Church in Pembrokeshire, Wales

St Justinian's Chapel in Pembrokeshire, Wales, is now a roofless shell; the current structure was probably erected in the 16th century on earlier foundations, which may date from the time of the 6th and 7th century Saint Justinian to whom it is dedicated. The chapel is a Grade I listed building.

==Location==
The chapel is situated 3 km west of St Davids, in the coastal area of St Justinian on the northwest extremity of Pembrokeshire.

==Description==
The chapel is constructed of rubble stone, and in plan measures 12m x 5m and is about 4m high.
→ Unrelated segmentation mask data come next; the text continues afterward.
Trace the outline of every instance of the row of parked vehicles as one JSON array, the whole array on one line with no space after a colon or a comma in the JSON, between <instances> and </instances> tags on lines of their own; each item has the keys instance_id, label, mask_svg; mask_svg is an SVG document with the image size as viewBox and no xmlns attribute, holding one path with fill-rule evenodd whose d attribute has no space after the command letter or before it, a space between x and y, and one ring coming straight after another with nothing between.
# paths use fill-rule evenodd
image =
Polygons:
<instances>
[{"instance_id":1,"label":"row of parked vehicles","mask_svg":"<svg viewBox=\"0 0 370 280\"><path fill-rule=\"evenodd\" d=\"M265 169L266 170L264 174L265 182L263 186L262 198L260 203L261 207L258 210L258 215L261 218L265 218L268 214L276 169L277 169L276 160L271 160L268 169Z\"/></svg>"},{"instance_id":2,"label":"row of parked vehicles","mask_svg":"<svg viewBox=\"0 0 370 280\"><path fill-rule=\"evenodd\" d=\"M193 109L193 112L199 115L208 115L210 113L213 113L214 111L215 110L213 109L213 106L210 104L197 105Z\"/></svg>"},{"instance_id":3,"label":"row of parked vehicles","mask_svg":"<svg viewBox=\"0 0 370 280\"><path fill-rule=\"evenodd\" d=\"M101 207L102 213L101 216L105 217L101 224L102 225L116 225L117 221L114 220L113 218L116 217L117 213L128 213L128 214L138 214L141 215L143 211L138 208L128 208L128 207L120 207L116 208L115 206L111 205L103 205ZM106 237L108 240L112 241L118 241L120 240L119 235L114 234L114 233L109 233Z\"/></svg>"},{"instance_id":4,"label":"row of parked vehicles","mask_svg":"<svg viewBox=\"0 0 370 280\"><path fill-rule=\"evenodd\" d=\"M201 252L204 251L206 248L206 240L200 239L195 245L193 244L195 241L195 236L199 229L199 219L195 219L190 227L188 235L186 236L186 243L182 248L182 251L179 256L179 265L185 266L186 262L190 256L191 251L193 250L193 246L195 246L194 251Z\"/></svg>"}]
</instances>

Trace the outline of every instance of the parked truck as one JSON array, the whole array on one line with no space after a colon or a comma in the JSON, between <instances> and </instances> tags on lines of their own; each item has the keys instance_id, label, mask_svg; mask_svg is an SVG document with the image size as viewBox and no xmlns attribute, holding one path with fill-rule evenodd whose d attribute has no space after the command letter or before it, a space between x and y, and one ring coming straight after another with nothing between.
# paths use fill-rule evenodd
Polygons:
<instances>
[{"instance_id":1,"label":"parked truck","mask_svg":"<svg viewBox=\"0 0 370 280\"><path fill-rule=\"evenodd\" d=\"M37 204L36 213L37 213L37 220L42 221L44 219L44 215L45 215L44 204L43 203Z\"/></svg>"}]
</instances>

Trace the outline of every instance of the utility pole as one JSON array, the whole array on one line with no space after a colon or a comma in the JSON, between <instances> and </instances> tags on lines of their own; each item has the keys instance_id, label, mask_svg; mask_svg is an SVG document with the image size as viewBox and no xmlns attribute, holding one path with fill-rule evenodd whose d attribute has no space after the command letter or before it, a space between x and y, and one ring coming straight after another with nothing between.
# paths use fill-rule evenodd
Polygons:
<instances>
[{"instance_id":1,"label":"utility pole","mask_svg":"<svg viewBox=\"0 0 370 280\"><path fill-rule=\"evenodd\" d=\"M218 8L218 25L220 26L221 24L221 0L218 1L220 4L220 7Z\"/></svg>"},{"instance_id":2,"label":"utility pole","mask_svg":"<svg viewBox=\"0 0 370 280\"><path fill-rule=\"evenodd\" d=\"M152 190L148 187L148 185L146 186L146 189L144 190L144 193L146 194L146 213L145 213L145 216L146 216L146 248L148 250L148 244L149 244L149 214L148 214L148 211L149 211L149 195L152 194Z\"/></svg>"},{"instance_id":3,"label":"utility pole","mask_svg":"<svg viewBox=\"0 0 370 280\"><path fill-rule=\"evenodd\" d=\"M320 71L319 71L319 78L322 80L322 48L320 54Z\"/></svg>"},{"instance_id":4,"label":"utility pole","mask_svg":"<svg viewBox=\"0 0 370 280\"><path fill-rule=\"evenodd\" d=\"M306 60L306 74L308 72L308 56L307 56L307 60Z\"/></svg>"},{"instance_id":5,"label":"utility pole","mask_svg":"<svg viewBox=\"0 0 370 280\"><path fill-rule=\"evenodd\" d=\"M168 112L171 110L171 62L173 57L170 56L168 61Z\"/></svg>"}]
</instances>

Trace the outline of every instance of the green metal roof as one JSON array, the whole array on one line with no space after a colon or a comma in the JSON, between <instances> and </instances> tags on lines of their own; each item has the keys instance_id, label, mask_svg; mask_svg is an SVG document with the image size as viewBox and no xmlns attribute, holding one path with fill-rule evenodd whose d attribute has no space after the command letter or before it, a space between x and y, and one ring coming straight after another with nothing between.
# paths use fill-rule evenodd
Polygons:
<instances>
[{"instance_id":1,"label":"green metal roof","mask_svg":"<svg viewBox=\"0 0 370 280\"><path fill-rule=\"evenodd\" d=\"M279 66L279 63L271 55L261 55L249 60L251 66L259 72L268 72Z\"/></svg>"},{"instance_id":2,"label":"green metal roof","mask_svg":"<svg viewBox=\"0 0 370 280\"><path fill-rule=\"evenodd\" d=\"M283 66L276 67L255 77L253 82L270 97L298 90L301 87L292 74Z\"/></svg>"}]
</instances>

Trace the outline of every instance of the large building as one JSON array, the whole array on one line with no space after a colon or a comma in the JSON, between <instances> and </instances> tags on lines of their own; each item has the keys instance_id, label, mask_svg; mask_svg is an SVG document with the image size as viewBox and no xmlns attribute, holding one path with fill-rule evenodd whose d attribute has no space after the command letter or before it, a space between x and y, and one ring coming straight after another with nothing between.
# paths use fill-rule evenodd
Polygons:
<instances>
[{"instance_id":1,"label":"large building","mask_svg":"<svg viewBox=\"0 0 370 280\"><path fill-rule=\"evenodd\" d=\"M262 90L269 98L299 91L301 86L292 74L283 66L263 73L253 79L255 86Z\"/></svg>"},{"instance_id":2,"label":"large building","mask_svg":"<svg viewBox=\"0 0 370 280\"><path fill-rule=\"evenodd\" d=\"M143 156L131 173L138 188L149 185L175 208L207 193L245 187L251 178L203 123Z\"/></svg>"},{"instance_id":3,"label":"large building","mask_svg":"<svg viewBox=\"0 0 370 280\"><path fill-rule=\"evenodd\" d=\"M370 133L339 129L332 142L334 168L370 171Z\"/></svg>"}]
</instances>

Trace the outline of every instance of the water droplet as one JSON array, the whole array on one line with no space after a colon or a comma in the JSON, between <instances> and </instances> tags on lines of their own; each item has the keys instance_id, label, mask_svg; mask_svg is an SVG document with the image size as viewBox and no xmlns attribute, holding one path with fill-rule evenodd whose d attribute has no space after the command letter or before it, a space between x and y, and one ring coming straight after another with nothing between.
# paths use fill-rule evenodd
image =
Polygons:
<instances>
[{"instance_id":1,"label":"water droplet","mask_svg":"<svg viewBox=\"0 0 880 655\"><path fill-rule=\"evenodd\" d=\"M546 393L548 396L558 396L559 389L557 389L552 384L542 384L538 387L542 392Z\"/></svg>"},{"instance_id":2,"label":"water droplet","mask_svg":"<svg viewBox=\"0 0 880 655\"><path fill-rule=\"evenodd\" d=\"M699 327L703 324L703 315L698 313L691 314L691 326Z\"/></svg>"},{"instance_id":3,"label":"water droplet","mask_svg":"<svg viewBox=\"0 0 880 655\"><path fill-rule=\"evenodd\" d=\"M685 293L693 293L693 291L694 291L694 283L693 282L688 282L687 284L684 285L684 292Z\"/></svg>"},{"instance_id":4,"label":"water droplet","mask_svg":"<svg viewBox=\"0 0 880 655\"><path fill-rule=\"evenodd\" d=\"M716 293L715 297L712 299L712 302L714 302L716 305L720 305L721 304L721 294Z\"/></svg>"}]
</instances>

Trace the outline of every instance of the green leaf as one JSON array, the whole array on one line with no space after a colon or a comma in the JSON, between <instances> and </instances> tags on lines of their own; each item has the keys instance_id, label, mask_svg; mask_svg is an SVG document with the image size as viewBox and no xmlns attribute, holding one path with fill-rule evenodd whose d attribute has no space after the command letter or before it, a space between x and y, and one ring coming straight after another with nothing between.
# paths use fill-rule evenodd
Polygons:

There are several windows and two doors.

==History==
The now roofless but otherwise largely intact chapel was probably originally erected in the 16th century, possibly by Bishop Vaughan (1509-22) on considerably earlier foundations, using some of the earlier structure's materials. Descriptions of the earlier structure suggest battlements, gables and a tower. The chapel's name derives from the legend that the 6th and 7th century Saint Justinian was buried there after he was murdered on Ramsey, where he was established for a time. The chapel was a place of pilgrimage for some centuries.

During his lifetime, Justinian was a confessor to St David and his bones are believed to now rest in St Davids Cathedral.

Samuel Lewis, in his 1833 Topographical Dictionary of Wales, describes the chapel as forming "a very interesting ruin in a beautiful and romantic situation".